How Disruptive Innovation Benefits The Marketplace

Though it can destabilize large incumbents, disruptive innovation creates opportunities


Disruptive innovation is a term coined in 1997 by Clayton Christensen, a professor at the Harvard Business School. It describes the process whereby a new product or service finds acceptance at the fringes or bottom of a particular industry or market. In time, it becomes a viable business model that takes up a larger share of consumers until it begins to displace traditional organizations in the same market. 

Conventional innovation ideas

Large, established companies tend to approach innovation through more sophisticated products that often end up too complex or expensive for their usual consumers. Often they base these innovations on technical advances or competitor successes. Many enterprises consider 'sustaining innovation' to be introducing better versions of past successful products. By charging higher prices and targeting specific, loyal markets, they can maintain profitability. Software company Intuit, for instance, drove profits up 65% over several years by adopting such an innovative framework.

But by conforming to this practice, companies leave wide-open opportunities for 'disruptive' innovations - those that bring a radical new idea or process. Ease of use and affordability attract new customers who are not interested in learning new technologies or spending on upgrades to basically the same products.

Why disruptive innovation works

There are several reasons why established companies tend to avoid disruptive innovations. At least in the beginning, a cheaper product generally means both lower profit margins and a smaller market segment. Truly innovative products may also be inconsistent with established branding and advertising, or otherwise detract from sales of proven products. By focusing on the more lucrative, main-stream markets, they expose a share of the bottom market to new ideas and new competition.

Disruptive innovation is often driven by need and resources. Developed countries have seen their share of such innovation, but emerging countries are also finding a wide, ready marketplace for their own new ideas. With limited technical and monetary resources, their marketplaces are more reliant on disruptive concepts. Many are even engaging in reverse innovation, which involves re-engineering modern solutions to simpler, more practical processes that reflect their own technology and culture. 

Innovations change consumerism

New products and business models can have a profound impact on established practices and markets. Disruptive innovations of the past include cell phones vs land lines, discount outlets vs full-service retailers, or online learning vs physical brick-and-mortar schools. Another good example is the rising popularity of e-cigarettes vs tobacco, and related products such as e-juice that allow individual customization. There are now over 2,750,000 e-cig users in the US.

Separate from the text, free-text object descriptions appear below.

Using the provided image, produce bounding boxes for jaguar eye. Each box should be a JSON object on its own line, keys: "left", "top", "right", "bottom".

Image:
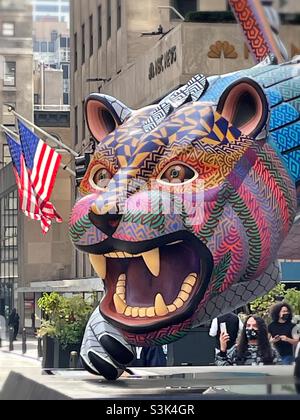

{"left": 159, "top": 163, "right": 197, "bottom": 184}
{"left": 91, "top": 167, "right": 112, "bottom": 189}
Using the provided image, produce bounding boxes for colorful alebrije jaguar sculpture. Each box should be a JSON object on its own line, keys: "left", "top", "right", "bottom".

{"left": 69, "top": 53, "right": 300, "bottom": 378}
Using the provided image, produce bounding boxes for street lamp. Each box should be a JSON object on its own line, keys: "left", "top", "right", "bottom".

{"left": 158, "top": 5, "right": 185, "bottom": 21}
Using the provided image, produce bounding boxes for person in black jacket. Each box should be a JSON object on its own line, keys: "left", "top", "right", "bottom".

{"left": 8, "top": 308, "right": 20, "bottom": 341}
{"left": 268, "top": 302, "right": 298, "bottom": 365}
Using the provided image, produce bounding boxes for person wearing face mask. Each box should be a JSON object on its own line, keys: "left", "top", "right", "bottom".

{"left": 268, "top": 302, "right": 298, "bottom": 365}
{"left": 216, "top": 315, "right": 280, "bottom": 366}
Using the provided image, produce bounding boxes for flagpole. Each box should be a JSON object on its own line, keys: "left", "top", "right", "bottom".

{"left": 0, "top": 125, "right": 19, "bottom": 141}
{"left": 6, "top": 106, "right": 79, "bottom": 158}
{"left": 1, "top": 124, "right": 76, "bottom": 177}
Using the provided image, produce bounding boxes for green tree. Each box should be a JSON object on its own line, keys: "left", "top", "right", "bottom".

{"left": 250, "top": 284, "right": 287, "bottom": 321}
{"left": 250, "top": 284, "right": 300, "bottom": 322}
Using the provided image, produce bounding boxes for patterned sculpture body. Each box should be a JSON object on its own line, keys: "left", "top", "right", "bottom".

{"left": 70, "top": 58, "right": 300, "bottom": 379}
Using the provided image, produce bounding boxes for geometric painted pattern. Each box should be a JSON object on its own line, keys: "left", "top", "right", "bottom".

{"left": 70, "top": 58, "right": 298, "bottom": 350}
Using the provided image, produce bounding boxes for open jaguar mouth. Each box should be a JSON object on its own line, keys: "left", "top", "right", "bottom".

{"left": 88, "top": 234, "right": 213, "bottom": 334}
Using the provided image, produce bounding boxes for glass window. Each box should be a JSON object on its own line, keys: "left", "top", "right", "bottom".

{"left": 3, "top": 62, "right": 16, "bottom": 87}
{"left": 51, "top": 30, "right": 58, "bottom": 42}
{"left": 74, "top": 32, "right": 78, "bottom": 72}
{"left": 117, "top": 0, "right": 122, "bottom": 30}
{"left": 48, "top": 41, "right": 55, "bottom": 53}
{"left": 62, "top": 64, "right": 69, "bottom": 79}
{"left": 63, "top": 93, "right": 69, "bottom": 105}
{"left": 36, "top": 5, "right": 59, "bottom": 13}
{"left": 2, "top": 22, "right": 15, "bottom": 37}
{"left": 81, "top": 24, "right": 85, "bottom": 64}
{"left": 89, "top": 15, "right": 93, "bottom": 57}
{"left": 82, "top": 100, "right": 85, "bottom": 140}
{"left": 60, "top": 37, "right": 67, "bottom": 48}
{"left": 98, "top": 5, "right": 102, "bottom": 48}
{"left": 41, "top": 41, "right": 47, "bottom": 52}
{"left": 75, "top": 105, "right": 78, "bottom": 145}
{"left": 171, "top": 0, "right": 197, "bottom": 19}
{"left": 107, "top": 0, "right": 111, "bottom": 39}
{"left": 0, "top": 189, "right": 18, "bottom": 321}
{"left": 33, "top": 41, "right": 40, "bottom": 52}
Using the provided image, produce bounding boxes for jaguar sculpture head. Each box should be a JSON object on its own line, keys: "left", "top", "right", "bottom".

{"left": 70, "top": 61, "right": 298, "bottom": 347}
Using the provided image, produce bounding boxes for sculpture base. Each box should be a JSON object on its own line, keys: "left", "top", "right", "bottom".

{"left": 0, "top": 366, "right": 299, "bottom": 400}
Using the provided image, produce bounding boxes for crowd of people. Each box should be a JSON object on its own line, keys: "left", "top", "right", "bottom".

{"left": 211, "top": 302, "right": 299, "bottom": 366}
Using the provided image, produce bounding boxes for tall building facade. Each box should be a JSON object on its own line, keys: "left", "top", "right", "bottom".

{"left": 32, "top": 0, "right": 70, "bottom": 26}
{"left": 33, "top": 20, "right": 70, "bottom": 105}
{"left": 71, "top": 0, "right": 300, "bottom": 285}
{"left": 0, "top": 0, "right": 33, "bottom": 321}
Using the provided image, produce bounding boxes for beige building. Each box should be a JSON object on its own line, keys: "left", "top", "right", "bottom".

{"left": 71, "top": 0, "right": 300, "bottom": 148}
{"left": 0, "top": 1, "right": 77, "bottom": 329}
{"left": 0, "top": 0, "right": 33, "bottom": 166}
{"left": 34, "top": 61, "right": 64, "bottom": 107}
{"left": 70, "top": 0, "right": 300, "bottom": 286}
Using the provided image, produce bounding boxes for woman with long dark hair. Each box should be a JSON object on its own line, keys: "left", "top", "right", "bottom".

{"left": 268, "top": 302, "right": 298, "bottom": 365}
{"left": 216, "top": 315, "right": 280, "bottom": 366}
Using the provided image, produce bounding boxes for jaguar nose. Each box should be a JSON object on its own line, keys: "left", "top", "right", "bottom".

{"left": 89, "top": 212, "right": 122, "bottom": 236}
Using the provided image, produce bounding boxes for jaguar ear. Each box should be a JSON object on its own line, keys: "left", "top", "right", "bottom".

{"left": 217, "top": 78, "right": 269, "bottom": 138}
{"left": 85, "top": 94, "right": 132, "bottom": 142}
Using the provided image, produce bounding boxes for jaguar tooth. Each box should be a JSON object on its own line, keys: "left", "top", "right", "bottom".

{"left": 154, "top": 294, "right": 169, "bottom": 317}
{"left": 113, "top": 293, "right": 127, "bottom": 314}
{"left": 142, "top": 248, "right": 160, "bottom": 277}
{"left": 89, "top": 254, "right": 106, "bottom": 279}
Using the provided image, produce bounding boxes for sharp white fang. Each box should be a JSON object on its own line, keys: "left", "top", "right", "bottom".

{"left": 142, "top": 248, "right": 160, "bottom": 277}
{"left": 89, "top": 254, "right": 106, "bottom": 279}
{"left": 154, "top": 294, "right": 169, "bottom": 317}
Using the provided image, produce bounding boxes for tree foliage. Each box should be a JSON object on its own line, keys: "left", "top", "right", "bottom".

{"left": 250, "top": 284, "right": 300, "bottom": 322}
{"left": 37, "top": 293, "right": 94, "bottom": 349}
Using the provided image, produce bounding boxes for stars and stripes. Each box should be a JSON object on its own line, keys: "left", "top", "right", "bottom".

{"left": 5, "top": 121, "right": 63, "bottom": 234}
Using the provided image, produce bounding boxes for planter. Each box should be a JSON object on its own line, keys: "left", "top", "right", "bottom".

{"left": 42, "top": 336, "right": 81, "bottom": 369}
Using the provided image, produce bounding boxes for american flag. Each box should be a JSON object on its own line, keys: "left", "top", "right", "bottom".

{"left": 5, "top": 121, "right": 62, "bottom": 234}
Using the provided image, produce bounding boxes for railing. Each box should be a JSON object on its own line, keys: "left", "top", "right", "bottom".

{"left": 34, "top": 104, "right": 70, "bottom": 112}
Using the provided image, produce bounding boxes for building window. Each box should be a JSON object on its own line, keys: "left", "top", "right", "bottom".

{"left": 0, "top": 189, "right": 18, "bottom": 322}
{"left": 33, "top": 40, "right": 40, "bottom": 52}
{"left": 82, "top": 100, "right": 86, "bottom": 140}
{"left": 171, "top": 0, "right": 197, "bottom": 19}
{"left": 89, "top": 15, "right": 93, "bottom": 57}
{"left": 2, "top": 22, "right": 15, "bottom": 37}
{"left": 60, "top": 37, "right": 67, "bottom": 48}
{"left": 107, "top": 0, "right": 111, "bottom": 40}
{"left": 3, "top": 62, "right": 16, "bottom": 87}
{"left": 74, "top": 32, "right": 78, "bottom": 72}
{"left": 34, "top": 94, "right": 40, "bottom": 105}
{"left": 75, "top": 106, "right": 78, "bottom": 145}
{"left": 81, "top": 24, "right": 85, "bottom": 64}
{"left": 41, "top": 41, "right": 47, "bottom": 52}
{"left": 51, "top": 30, "right": 58, "bottom": 42}
{"left": 98, "top": 5, "right": 102, "bottom": 48}
{"left": 62, "top": 64, "right": 69, "bottom": 80}
{"left": 63, "top": 93, "right": 69, "bottom": 105}
{"left": 117, "top": 0, "right": 122, "bottom": 30}
{"left": 48, "top": 41, "right": 55, "bottom": 53}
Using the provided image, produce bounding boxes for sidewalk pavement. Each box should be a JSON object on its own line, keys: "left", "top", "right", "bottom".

{"left": 0, "top": 335, "right": 41, "bottom": 361}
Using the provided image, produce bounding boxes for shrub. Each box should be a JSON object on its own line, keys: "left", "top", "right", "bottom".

{"left": 37, "top": 293, "right": 94, "bottom": 349}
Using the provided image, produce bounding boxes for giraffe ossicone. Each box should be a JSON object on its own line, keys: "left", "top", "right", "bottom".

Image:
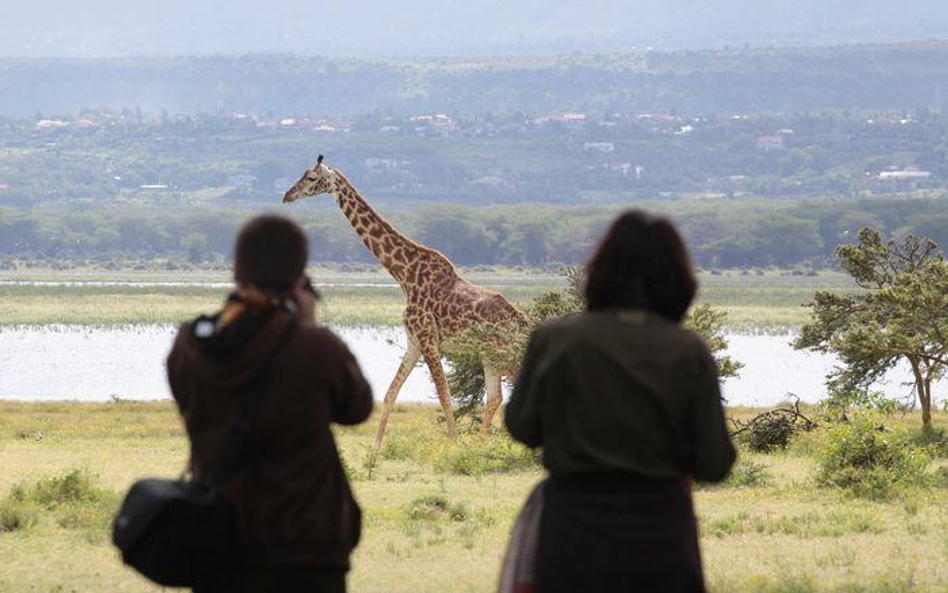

{"left": 283, "top": 157, "right": 529, "bottom": 450}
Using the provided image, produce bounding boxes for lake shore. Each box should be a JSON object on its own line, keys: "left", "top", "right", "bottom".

{"left": 0, "top": 401, "right": 945, "bottom": 593}
{"left": 0, "top": 268, "right": 858, "bottom": 329}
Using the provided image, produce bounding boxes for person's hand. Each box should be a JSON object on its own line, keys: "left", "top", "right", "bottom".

{"left": 292, "top": 276, "right": 318, "bottom": 327}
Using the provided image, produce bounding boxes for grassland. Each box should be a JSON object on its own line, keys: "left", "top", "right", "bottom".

{"left": 0, "top": 402, "right": 946, "bottom": 593}
{"left": 0, "top": 268, "right": 857, "bottom": 328}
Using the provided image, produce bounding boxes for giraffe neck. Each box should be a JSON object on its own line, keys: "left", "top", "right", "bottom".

{"left": 329, "top": 171, "right": 434, "bottom": 287}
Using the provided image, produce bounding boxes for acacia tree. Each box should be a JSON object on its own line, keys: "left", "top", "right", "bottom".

{"left": 795, "top": 228, "right": 948, "bottom": 432}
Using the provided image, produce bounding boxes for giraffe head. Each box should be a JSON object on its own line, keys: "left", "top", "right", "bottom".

{"left": 283, "top": 155, "right": 338, "bottom": 203}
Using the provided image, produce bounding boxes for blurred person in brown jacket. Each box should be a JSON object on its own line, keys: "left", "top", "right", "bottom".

{"left": 167, "top": 215, "right": 373, "bottom": 593}
{"left": 505, "top": 210, "right": 735, "bottom": 593}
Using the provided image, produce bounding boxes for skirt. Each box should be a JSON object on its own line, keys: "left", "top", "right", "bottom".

{"left": 537, "top": 472, "right": 705, "bottom": 593}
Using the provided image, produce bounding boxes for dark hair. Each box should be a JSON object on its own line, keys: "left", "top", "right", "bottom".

{"left": 233, "top": 215, "right": 308, "bottom": 291}
{"left": 583, "top": 210, "right": 696, "bottom": 323}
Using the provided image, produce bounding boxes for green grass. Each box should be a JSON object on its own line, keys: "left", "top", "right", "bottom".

{"left": 0, "top": 402, "right": 945, "bottom": 593}
{"left": 0, "top": 268, "right": 856, "bottom": 328}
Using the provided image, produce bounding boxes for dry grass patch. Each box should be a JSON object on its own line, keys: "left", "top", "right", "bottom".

{"left": 0, "top": 402, "right": 946, "bottom": 593}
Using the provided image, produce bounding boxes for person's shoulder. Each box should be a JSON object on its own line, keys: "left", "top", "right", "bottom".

{"left": 665, "top": 323, "right": 707, "bottom": 349}
{"left": 532, "top": 312, "right": 586, "bottom": 341}
{"left": 663, "top": 325, "right": 715, "bottom": 370}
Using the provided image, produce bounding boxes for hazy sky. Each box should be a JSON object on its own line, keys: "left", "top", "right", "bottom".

{"left": 2, "top": 0, "right": 948, "bottom": 57}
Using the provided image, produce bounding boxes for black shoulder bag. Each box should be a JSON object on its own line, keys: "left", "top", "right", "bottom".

{"left": 112, "top": 316, "right": 297, "bottom": 588}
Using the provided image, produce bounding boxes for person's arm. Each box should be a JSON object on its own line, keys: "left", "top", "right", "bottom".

{"left": 327, "top": 335, "right": 374, "bottom": 425}
{"left": 505, "top": 328, "right": 549, "bottom": 447}
{"left": 687, "top": 343, "right": 737, "bottom": 482}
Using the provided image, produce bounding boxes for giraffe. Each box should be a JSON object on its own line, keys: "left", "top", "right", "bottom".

{"left": 283, "top": 156, "right": 529, "bottom": 451}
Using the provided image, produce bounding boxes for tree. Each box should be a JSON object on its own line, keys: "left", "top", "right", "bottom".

{"left": 795, "top": 228, "right": 948, "bottom": 432}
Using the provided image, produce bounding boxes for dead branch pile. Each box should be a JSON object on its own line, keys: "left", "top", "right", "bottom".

{"left": 729, "top": 396, "right": 817, "bottom": 452}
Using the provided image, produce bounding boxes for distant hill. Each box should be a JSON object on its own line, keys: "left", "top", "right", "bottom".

{"left": 3, "top": 43, "right": 948, "bottom": 117}
{"left": 2, "top": 0, "right": 948, "bottom": 58}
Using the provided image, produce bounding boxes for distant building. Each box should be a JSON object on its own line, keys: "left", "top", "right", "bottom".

{"left": 365, "top": 158, "right": 411, "bottom": 172}
{"left": 755, "top": 135, "right": 785, "bottom": 150}
{"left": 365, "top": 157, "right": 398, "bottom": 171}
{"left": 227, "top": 173, "right": 258, "bottom": 188}
{"left": 878, "top": 170, "right": 932, "bottom": 180}
{"left": 534, "top": 112, "right": 587, "bottom": 125}
{"left": 583, "top": 142, "right": 615, "bottom": 153}
{"left": 35, "top": 119, "right": 68, "bottom": 130}
{"left": 637, "top": 113, "right": 680, "bottom": 123}
{"left": 140, "top": 184, "right": 169, "bottom": 190}
{"left": 876, "top": 168, "right": 933, "bottom": 191}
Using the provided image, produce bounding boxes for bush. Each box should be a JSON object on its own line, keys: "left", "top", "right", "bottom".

{"left": 0, "top": 501, "right": 38, "bottom": 532}
{"left": 380, "top": 434, "right": 416, "bottom": 461}
{"left": 378, "top": 429, "right": 540, "bottom": 476}
{"left": 817, "top": 415, "right": 932, "bottom": 500}
{"left": 444, "top": 321, "right": 530, "bottom": 421}
{"left": 406, "top": 494, "right": 452, "bottom": 521}
{"left": 5, "top": 468, "right": 116, "bottom": 536}
{"left": 431, "top": 435, "right": 540, "bottom": 477}
{"left": 727, "top": 460, "right": 772, "bottom": 487}
{"left": 697, "top": 458, "right": 772, "bottom": 490}
{"left": 14, "top": 468, "right": 103, "bottom": 507}
{"left": 820, "top": 389, "right": 903, "bottom": 419}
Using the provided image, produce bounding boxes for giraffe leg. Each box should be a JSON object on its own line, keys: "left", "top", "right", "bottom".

{"left": 373, "top": 341, "right": 421, "bottom": 454}
{"left": 481, "top": 365, "right": 502, "bottom": 434}
{"left": 419, "top": 342, "right": 458, "bottom": 440}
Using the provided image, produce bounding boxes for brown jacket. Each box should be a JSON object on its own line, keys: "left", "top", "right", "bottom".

{"left": 167, "top": 309, "right": 372, "bottom": 569}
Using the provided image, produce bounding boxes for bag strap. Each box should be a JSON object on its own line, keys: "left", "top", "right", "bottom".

{"left": 208, "top": 312, "right": 298, "bottom": 487}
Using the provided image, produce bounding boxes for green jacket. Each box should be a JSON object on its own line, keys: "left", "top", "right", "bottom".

{"left": 506, "top": 310, "right": 736, "bottom": 482}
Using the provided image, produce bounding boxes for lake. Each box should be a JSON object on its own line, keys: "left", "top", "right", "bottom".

{"left": 0, "top": 325, "right": 940, "bottom": 408}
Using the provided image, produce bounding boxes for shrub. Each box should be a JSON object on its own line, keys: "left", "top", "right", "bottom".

{"left": 727, "top": 460, "right": 772, "bottom": 487}
{"left": 0, "top": 501, "right": 38, "bottom": 533}
{"left": 406, "top": 494, "right": 451, "bottom": 521}
{"left": 381, "top": 434, "right": 416, "bottom": 461}
{"left": 54, "top": 495, "right": 118, "bottom": 533}
{"left": 17, "top": 469, "right": 103, "bottom": 507}
{"left": 817, "top": 414, "right": 932, "bottom": 500}
{"left": 820, "top": 389, "right": 904, "bottom": 419}
{"left": 444, "top": 321, "right": 530, "bottom": 421}
{"left": 405, "top": 495, "right": 469, "bottom": 523}
{"left": 432, "top": 435, "right": 540, "bottom": 476}
{"left": 5, "top": 468, "right": 116, "bottom": 535}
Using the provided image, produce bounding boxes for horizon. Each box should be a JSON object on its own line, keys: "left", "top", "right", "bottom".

{"left": 3, "top": 0, "right": 948, "bottom": 59}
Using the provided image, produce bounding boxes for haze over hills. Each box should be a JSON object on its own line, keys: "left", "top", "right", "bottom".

{"left": 2, "top": 43, "right": 948, "bottom": 117}
{"left": 2, "top": 0, "right": 948, "bottom": 58}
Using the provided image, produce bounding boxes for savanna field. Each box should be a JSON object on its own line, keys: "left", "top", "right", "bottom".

{"left": 1, "top": 268, "right": 947, "bottom": 593}
{"left": 0, "top": 403, "right": 946, "bottom": 593}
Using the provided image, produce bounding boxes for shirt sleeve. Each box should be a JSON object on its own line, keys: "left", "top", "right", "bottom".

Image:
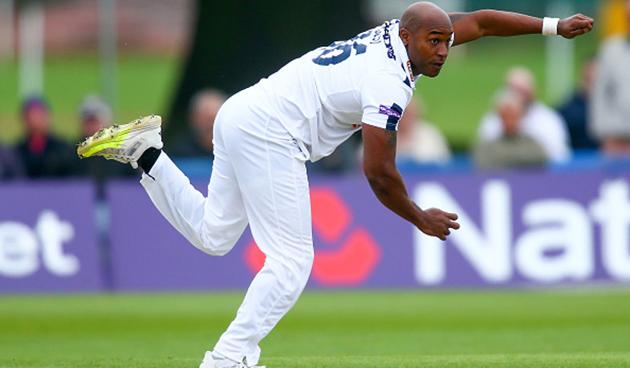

{"left": 360, "top": 73, "right": 411, "bottom": 131}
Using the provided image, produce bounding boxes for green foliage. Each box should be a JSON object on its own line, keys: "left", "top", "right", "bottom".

{"left": 1, "top": 290, "right": 629, "bottom": 367}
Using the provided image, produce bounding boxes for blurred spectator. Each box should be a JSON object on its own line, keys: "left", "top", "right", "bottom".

{"left": 557, "top": 58, "right": 599, "bottom": 150}
{"left": 0, "top": 143, "right": 24, "bottom": 180}
{"left": 591, "top": 0, "right": 630, "bottom": 155}
{"left": 473, "top": 90, "right": 547, "bottom": 170}
{"left": 478, "top": 67, "right": 570, "bottom": 162}
{"left": 15, "top": 96, "right": 76, "bottom": 178}
{"left": 396, "top": 98, "right": 451, "bottom": 164}
{"left": 599, "top": 0, "right": 629, "bottom": 39}
{"left": 74, "top": 95, "right": 137, "bottom": 186}
{"left": 355, "top": 98, "right": 450, "bottom": 169}
{"left": 169, "top": 89, "right": 226, "bottom": 158}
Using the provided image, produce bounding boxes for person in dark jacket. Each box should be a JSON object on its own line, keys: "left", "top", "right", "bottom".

{"left": 169, "top": 89, "right": 226, "bottom": 159}
{"left": 557, "top": 58, "right": 599, "bottom": 150}
{"left": 0, "top": 143, "right": 24, "bottom": 180}
{"left": 15, "top": 96, "right": 76, "bottom": 179}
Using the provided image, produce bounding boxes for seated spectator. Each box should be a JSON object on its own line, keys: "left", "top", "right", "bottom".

{"left": 473, "top": 90, "right": 547, "bottom": 170}
{"left": 355, "top": 98, "right": 451, "bottom": 169}
{"left": 0, "top": 143, "right": 24, "bottom": 180}
{"left": 169, "top": 89, "right": 226, "bottom": 158}
{"left": 75, "top": 95, "right": 137, "bottom": 186}
{"left": 478, "top": 67, "right": 570, "bottom": 162}
{"left": 396, "top": 98, "right": 451, "bottom": 164}
{"left": 557, "top": 57, "right": 599, "bottom": 150}
{"left": 15, "top": 96, "right": 76, "bottom": 179}
{"left": 590, "top": 0, "right": 630, "bottom": 155}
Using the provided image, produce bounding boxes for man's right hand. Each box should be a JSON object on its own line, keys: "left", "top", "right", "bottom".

{"left": 418, "top": 208, "right": 460, "bottom": 241}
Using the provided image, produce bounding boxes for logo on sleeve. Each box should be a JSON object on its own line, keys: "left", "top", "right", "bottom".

{"left": 379, "top": 103, "right": 403, "bottom": 131}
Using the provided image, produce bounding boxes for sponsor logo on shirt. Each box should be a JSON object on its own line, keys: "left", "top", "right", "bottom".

{"left": 380, "top": 103, "right": 404, "bottom": 131}
{"left": 378, "top": 104, "right": 402, "bottom": 119}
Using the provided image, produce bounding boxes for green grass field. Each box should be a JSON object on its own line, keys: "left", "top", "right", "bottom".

{"left": 2, "top": 290, "right": 630, "bottom": 367}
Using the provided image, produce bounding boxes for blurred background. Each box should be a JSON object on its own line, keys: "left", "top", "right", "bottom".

{"left": 2, "top": 0, "right": 630, "bottom": 367}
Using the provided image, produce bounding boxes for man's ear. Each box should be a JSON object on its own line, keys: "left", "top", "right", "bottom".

{"left": 399, "top": 28, "right": 410, "bottom": 46}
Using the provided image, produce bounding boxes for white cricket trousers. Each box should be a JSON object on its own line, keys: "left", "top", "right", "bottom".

{"left": 140, "top": 87, "right": 314, "bottom": 365}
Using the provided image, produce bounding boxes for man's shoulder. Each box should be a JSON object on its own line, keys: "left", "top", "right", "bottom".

{"left": 361, "top": 68, "right": 410, "bottom": 87}
{"left": 359, "top": 67, "right": 414, "bottom": 105}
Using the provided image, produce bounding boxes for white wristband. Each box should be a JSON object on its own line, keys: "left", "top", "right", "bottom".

{"left": 542, "top": 17, "right": 560, "bottom": 36}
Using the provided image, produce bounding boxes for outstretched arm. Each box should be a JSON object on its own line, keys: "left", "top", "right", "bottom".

{"left": 449, "top": 10, "right": 594, "bottom": 46}
{"left": 362, "top": 124, "right": 460, "bottom": 240}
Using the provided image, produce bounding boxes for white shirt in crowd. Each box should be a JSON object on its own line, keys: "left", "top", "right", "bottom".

{"left": 591, "top": 36, "right": 630, "bottom": 139}
{"left": 398, "top": 121, "right": 451, "bottom": 163}
{"left": 477, "top": 102, "right": 571, "bottom": 162}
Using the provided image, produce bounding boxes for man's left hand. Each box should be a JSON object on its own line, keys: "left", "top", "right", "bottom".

{"left": 558, "top": 14, "right": 594, "bottom": 39}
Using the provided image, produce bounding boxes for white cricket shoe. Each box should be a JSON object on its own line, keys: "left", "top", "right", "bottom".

{"left": 76, "top": 114, "right": 163, "bottom": 169}
{"left": 199, "top": 351, "right": 266, "bottom": 368}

Disruptive innovations that take a share of the market can deliver growth opportunities to companies adapted to leading new trends. It can benefit both competition and consumers by providing better, cheaper products and more accessible services. It allows smaller companies and startups to compete with corporate enterprises by establishing and growing new market segments of their own. New ideas can be patented and protected as intellectual property. In many cases, big business will make lucrative deals or offer huge cash sums to incorporate these innovative startups into their own business model - or make them go away.

A company can also benefit in a number of ways through creating and sustaining a system that looks for disruptive innovation. Both employee and customer feedback can generate new ideas. Employees may have ideas on better processes or technologies that will increase efficiency; consumers can provide insights into what various markets are looking for. Adapting solutions to new insights may lead to some disruptive innovations, better employee engagement, and further revenue streams.

One of the major restrictions to capitalizing on new ideas is the establishment of regulations regarding new products or ideas. Consumer safety and privacy are always a major concern with both government and the public. While controversy can make good press, it's important to anticipate the inevitable resistance to new ideas.